The law says that vicarious liability extends to doing authorised acts in an unauthorised way (New South Wales v Lepore (2003) 212 CLR 511).
Rodriguez & Sons Pty Ltd v Queensland Bulk Water Supply Authority trading as Seqwater (No 22)  NSWSC 1657 is the judgment in the class action against Seqwater and others over the 2011 Brisbane floods. The judgement has been delivered in 15 chapters and will take me quite some time to get through and to provide a detailed report on what it might mean for the EM sector. Even so, the court did issue a summary. The summary says
In conducting flood operations during the January 2011 Flood Event, the flood engineers were effectively obliged to abide by the Dams’ flood mitigation manual (the “Manual”). The Manual required the flood engineers use rainfall forecasts to select flood strategies and to guide releases. It also required the flood engineers to prioritise dam safety and the avoidance of urban flooding over the effects on rural communities of inundating rural bridges. The Court found that the flood engineers failed to comply with the Manual in these and other respects and that this, in turn, meant that by 11 January 2011 they were forced to make large releases of water to ensure Wivenhoe Dam did not fail. The Court found that the impugned actions of the flood engineers during the January 2011 Flood Event were not reasonable mistakes made in the heat of the moment, but systemic failures to apply the Manual that they had drafted.
Even though it was the engineers who failed to follow the manual, the defendants were Queensland Bulk Water Supply Authority trading as Seqwater, SunWater Ltd and the State of Queensland; not the engineers. It is the defendants, and not the engineers that will be liable to pay the damages when they are calculated.
Vicarious liability only applies if the employee is negligent. If, in this case, the engineers had strictly followed the manual they would not have been negligent. If an employer could abandon an employee because they didn’t strictly follow procedures and processes the doctrine would be meaningless.

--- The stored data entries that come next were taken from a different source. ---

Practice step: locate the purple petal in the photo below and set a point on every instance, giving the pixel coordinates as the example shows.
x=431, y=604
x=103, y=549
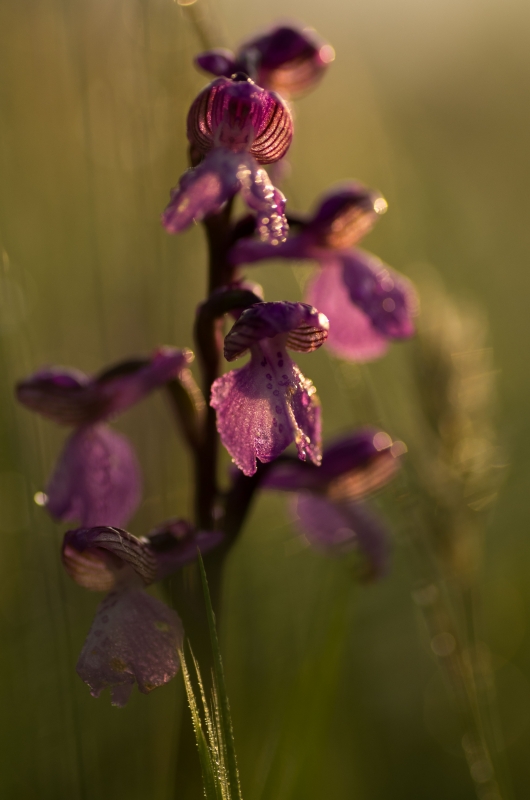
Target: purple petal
x=102, y=557
x=386, y=297
x=288, y=59
x=97, y=479
x=241, y=117
x=299, y=326
x=176, y=542
x=335, y=529
x=204, y=189
x=134, y=637
x=345, y=214
x=62, y=394
x=352, y=467
x=264, y=406
x=219, y=62
x=351, y=333
x=121, y=388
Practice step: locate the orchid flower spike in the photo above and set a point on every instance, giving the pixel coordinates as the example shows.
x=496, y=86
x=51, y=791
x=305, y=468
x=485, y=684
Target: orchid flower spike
x=288, y=59
x=134, y=636
x=97, y=479
x=329, y=506
x=268, y=403
x=367, y=303
x=236, y=126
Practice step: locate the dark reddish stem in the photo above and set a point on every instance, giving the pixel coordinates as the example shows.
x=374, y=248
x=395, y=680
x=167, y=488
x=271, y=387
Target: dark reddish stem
x=209, y=339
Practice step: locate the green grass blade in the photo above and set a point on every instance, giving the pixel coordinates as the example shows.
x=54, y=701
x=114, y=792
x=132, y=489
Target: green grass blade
x=208, y=768
x=225, y=731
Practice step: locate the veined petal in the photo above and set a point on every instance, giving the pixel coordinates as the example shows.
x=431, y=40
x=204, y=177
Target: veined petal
x=100, y=558
x=176, y=542
x=97, y=479
x=129, y=382
x=204, y=189
x=241, y=117
x=264, y=406
x=70, y=397
x=352, y=467
x=351, y=333
x=345, y=214
x=64, y=395
x=303, y=328
x=338, y=528
x=134, y=637
x=387, y=298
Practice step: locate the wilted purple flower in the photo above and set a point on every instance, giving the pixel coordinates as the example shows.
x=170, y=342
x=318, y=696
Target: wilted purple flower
x=268, y=403
x=236, y=126
x=367, y=303
x=134, y=637
x=329, y=503
x=97, y=479
x=287, y=59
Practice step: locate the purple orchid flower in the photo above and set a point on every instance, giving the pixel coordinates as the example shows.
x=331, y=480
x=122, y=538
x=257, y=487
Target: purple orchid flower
x=236, y=126
x=134, y=636
x=329, y=504
x=367, y=303
x=97, y=479
x=268, y=403
x=287, y=59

The justification for vicarious liability is not easy to explain – as the judges of the High Court of Australia noted in Hollis v Vabu (2001) 207 CLR 21 ‘A fully satisfactory rationale for the imposition of vicarious liability in the employment relationship has been slow to appear in the case law’ (, Gleeson CJ, Gaudron, Gummow, Kirby and Hayne JJ). Some justifications are that the point of liability is to ensure that a person who is injured is compensated. The ‘person’ that can best ensure that happens, either because they have the funds or the insurance policy, will be the business or government, not their employee. Whether the employer is a business or a government delivering government services, they reap the rewards of the person’s labour, they pay the wages granted but the employee is acting in the employer’s interest not their own. As the employer gets the benefit so too, they should take the risk. The employer is also responsible for selecting employees, training them, building the relevant culture that may or may not prioritise safety etc. All things that a person who engages with the business has no control over. So the employer and not the employee is liable even when the employee or employees demonstrated ‘systemic failures to apply the Manual that they had drafted’.
And vicarious liability is a rule of law, not a choice. A defendant like Queensland or Seqwater is not accepting liability on behalf of their employees because they want to, or support their employees (which they might). They are liable because the law says that an employer is liable for the negligence of an employee.
Next time you hear ‘My [Your] employer wear liability but not if they can show that I [you] did not follow every procedure or policy in which case they’ll push me [you] under the bus and I’ll [you’ll] be personally liable’ know that the person saying that is wrong.
That is not how vicariously liability works.
That is an attempt to scare people into compliance.
It is a myth.
Vicarious liability applies when an employee (and I would also say, a volunteer) is negligent. One grounds for being found negligent is failure to properly apply the employer’s policy and procedures. Proof of that failure does not get the employer off the hook, it means they are liable.
And neither the employer, nor their insurer, can turn around and sue the employee for the damages paid out. The common law right of an employer to sue their employee has been abolished see for example the Employees Liability Act 1991 (NSW) s 3 and for national legislation, the Insurance Contracts Act 1984 (Cth) s 66.